All of creation groans and is in pain from the beginning until the present moment. Yes. I ran over a beautiful raccoon with my truck this afternoon. One ran out in front of me and I had time to swerve but then another came over the bank, up out of the roadside ditch and I felt and heard it hit the back wheel, twirl up and hit the side of the truck a second time, and in the side mirror I saw its large sable body spin and slump in a heap at the side of the highway. I couldn’t stop for the large semi-truck directly on my tail. I might have tried more evasive maneuvers but for that truck, and not wanting to cause an even larger tragedy. I destroyed that little creature’s life; I ended it. And I caused grief to others. I’ve seen animals mourn their dead. I expect the other, or others if there were more, went to see their dead friend, or their dying friend and they were helpless to do anything for him. I know that feeling. I’ve been there myself with the dead that I have loved. I won’t go into the details of how life drained out of me the rest of the day, but it did, and I became very numb, and I yearned to leave this world myself, but for those I’d leave behind and the sadness that might cause. Life feels like a warzone, each passing moment taking one or another of us randomly, leaving some of us to fight another day. Some people go out of their minds in war, some turn to anything to dull the pain, some go all in and become mercenaries, killers for hire. I understand them all.
But I found a little chapel at the edge of the woods, metaphorically, and I crawled inside and prayed: Lord Jesus Christ have mercy on me. I said this many times, quietly to myself, as I mourned the raccoon. I cried, and I survived another day. In younger years I would have returned to help that little creature, or to bury him. But now I cannot bring myself to see what I’ve done. I can’t see another dead animal, or human, I am reaching my limit. I’m only fifty-five; what shall become of me? It doesn’t matter, the same as will happen to us all, death will find me randomly on the battlefield, tomorrow or next year, or in ten years, but it will happen; and in the meantime all of creation mourns and cries in pain, and I am witness to all their suffering, with nothing but duct tape and baling wire to use to fix the monumental problems that only God himself can fix. But he is acting at leisure. Which I understand, though I don’t, but who am I to argue?

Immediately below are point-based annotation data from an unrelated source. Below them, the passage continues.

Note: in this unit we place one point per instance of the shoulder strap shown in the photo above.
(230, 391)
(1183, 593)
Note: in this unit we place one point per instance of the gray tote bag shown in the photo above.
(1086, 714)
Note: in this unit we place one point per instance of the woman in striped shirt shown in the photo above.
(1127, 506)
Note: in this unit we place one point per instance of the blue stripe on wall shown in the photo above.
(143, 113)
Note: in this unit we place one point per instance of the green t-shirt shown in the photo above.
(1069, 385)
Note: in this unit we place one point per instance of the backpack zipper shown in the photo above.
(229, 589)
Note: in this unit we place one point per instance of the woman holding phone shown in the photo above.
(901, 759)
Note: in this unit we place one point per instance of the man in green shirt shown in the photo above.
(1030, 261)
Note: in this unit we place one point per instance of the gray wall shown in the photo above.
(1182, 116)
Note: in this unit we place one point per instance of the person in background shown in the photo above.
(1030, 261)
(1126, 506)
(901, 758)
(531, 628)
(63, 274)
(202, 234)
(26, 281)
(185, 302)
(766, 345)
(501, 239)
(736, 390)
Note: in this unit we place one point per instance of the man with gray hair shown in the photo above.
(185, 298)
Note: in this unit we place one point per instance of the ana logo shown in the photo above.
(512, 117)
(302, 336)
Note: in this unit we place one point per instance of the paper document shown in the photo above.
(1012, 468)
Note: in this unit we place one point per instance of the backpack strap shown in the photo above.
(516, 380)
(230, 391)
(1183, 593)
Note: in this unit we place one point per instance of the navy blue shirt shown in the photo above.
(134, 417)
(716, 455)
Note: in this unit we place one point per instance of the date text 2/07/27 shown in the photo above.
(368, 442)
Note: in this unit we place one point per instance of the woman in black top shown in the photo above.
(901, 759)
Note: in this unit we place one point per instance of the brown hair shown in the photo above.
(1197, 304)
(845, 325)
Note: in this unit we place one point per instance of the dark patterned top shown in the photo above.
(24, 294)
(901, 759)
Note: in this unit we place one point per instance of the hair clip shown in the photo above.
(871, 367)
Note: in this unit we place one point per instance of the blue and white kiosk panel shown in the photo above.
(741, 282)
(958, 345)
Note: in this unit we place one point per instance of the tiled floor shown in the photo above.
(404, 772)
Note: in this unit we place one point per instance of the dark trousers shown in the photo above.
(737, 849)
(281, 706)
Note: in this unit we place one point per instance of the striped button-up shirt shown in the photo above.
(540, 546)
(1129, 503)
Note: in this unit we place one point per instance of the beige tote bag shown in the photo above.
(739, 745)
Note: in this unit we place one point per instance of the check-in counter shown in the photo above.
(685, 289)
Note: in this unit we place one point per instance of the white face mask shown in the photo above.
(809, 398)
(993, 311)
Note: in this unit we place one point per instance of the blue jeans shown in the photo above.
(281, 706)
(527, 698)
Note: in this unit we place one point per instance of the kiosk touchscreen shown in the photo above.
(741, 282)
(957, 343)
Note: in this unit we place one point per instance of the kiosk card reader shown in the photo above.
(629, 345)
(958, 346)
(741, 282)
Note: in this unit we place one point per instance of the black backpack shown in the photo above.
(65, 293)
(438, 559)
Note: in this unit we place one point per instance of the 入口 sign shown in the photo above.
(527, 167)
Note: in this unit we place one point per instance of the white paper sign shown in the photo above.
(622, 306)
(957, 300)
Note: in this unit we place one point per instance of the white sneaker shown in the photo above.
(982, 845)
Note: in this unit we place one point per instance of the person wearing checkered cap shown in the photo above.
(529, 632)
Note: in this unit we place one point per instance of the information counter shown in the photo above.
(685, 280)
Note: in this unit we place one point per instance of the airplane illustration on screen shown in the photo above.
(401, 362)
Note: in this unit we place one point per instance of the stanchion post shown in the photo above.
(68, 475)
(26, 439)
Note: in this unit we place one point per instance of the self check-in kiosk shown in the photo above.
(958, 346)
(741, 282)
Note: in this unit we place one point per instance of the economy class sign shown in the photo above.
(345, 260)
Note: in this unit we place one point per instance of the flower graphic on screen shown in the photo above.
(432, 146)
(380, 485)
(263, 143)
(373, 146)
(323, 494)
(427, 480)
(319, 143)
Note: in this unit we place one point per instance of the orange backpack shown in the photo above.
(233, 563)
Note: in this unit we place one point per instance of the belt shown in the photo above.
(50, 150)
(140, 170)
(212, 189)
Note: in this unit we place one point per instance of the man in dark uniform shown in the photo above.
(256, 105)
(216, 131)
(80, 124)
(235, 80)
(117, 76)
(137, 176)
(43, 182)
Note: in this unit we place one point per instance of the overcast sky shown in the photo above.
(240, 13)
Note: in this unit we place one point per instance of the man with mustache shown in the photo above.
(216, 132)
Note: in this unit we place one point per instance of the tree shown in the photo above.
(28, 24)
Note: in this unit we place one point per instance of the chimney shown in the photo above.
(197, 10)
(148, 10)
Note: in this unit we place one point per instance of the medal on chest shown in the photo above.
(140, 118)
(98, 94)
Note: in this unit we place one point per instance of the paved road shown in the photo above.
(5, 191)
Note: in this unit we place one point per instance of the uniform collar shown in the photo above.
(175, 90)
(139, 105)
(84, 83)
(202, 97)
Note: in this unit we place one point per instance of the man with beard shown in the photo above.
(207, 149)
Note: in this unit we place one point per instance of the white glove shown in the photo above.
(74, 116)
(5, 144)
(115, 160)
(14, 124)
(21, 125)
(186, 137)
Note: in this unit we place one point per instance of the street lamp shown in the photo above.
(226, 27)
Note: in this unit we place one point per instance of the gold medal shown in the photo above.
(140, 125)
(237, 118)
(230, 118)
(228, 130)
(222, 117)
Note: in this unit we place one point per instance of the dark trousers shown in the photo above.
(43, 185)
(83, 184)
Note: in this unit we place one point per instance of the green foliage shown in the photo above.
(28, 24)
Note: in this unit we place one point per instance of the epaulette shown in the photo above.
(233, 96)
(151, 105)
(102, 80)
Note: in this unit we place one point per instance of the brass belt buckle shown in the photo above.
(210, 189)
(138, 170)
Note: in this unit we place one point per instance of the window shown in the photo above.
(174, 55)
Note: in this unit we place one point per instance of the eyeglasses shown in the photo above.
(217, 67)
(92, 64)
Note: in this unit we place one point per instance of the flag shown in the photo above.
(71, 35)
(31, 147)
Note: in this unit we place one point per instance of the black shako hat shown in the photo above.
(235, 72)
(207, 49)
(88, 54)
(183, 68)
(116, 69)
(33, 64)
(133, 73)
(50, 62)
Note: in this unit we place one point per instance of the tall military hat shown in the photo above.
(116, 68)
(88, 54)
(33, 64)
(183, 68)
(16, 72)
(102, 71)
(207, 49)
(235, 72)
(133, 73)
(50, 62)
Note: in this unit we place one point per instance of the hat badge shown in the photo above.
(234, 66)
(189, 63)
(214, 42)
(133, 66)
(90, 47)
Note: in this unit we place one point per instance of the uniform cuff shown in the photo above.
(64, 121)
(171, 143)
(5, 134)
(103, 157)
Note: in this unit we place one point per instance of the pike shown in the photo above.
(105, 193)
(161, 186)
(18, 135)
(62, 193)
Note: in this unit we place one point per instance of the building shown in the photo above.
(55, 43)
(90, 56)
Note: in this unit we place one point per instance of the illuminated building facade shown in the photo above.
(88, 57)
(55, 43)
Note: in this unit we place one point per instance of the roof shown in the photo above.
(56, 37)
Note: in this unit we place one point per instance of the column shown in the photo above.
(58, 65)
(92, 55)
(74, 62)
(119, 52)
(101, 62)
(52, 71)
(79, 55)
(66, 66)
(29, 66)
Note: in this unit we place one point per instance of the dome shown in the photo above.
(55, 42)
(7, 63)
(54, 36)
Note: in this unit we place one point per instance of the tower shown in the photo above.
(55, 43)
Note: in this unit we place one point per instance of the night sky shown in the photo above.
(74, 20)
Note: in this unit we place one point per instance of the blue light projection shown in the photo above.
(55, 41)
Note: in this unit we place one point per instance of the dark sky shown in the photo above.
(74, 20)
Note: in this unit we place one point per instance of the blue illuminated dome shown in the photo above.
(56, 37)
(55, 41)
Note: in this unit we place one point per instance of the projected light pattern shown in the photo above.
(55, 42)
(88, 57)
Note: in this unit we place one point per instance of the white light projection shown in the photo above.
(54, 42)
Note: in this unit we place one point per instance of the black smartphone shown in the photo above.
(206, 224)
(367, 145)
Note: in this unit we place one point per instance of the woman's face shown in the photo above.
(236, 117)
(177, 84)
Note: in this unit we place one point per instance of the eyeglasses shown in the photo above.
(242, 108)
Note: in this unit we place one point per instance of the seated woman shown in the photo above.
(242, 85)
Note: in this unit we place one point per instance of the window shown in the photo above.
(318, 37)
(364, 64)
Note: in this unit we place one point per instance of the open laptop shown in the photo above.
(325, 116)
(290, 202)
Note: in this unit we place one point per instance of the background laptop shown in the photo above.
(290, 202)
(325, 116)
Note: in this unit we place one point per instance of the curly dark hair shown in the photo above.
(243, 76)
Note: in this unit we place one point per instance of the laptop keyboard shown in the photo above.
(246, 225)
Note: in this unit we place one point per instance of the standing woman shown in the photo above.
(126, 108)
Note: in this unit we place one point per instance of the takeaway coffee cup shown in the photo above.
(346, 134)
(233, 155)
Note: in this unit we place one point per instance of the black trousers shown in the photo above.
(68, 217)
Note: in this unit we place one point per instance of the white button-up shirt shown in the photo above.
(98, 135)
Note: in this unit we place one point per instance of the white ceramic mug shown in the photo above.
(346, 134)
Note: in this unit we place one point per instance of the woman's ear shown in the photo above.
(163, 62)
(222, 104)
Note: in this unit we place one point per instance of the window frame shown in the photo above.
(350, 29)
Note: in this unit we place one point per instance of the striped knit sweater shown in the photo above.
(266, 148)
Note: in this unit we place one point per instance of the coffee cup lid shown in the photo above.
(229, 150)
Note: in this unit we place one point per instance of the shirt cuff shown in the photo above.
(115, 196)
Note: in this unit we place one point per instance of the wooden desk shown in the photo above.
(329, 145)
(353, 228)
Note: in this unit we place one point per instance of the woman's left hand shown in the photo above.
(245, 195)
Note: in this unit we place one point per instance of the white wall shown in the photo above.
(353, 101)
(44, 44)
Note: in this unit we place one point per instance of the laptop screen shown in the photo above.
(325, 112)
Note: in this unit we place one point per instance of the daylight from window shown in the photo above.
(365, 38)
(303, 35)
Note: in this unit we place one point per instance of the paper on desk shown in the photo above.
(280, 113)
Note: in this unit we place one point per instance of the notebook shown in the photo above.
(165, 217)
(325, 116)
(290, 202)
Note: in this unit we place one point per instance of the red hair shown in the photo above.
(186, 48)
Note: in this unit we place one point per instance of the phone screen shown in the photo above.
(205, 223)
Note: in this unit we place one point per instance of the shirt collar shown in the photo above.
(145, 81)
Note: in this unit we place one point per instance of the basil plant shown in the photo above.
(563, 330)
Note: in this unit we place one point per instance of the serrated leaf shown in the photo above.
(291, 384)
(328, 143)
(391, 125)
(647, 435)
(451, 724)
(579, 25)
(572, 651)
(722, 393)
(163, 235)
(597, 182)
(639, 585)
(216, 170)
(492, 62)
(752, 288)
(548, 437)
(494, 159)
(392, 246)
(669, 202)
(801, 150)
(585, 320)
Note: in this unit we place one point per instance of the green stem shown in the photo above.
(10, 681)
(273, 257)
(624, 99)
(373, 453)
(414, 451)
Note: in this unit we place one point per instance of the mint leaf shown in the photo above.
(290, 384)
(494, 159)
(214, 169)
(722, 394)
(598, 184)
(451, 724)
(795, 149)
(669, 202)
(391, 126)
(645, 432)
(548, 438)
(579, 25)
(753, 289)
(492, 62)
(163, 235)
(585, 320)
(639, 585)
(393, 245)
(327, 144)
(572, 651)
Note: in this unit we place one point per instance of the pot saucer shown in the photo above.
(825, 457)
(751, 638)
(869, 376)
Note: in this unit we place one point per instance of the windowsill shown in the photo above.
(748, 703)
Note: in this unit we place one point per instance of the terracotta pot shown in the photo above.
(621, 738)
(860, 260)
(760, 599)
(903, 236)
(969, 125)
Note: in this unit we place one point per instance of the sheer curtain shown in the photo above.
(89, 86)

I find it remarkable that living is both clinging to this world and yearning for the next at the same time. Loving life and wanting death. Enduring and fighting for another day, hoping to see the sun rise, desiring to live a little longer, and the next moment reeling from “the terror of knowing what this world’s all about” and wishing we’d never been born. Maybe that’s just me. But to some degree I imagine we all have some similar feelings about our exile here. Lord Jesus have mercy on me. I crouch in my metaphorical chapel, saying my prayers, grateful that night has fallen finally, sorry for the little raccoon, and determined to stay in here and not go outside again. I’ll watch the sun rise through the window and pretend there is a way out, but knowing there isn’t. There is only the way through, as they say; there is nowhere to run. But God is in control, Jesus Christ is risen, and ultimately there is a resurrection. Every story ends in death, but every story also ends in new life. I don’t know this, but I believe it.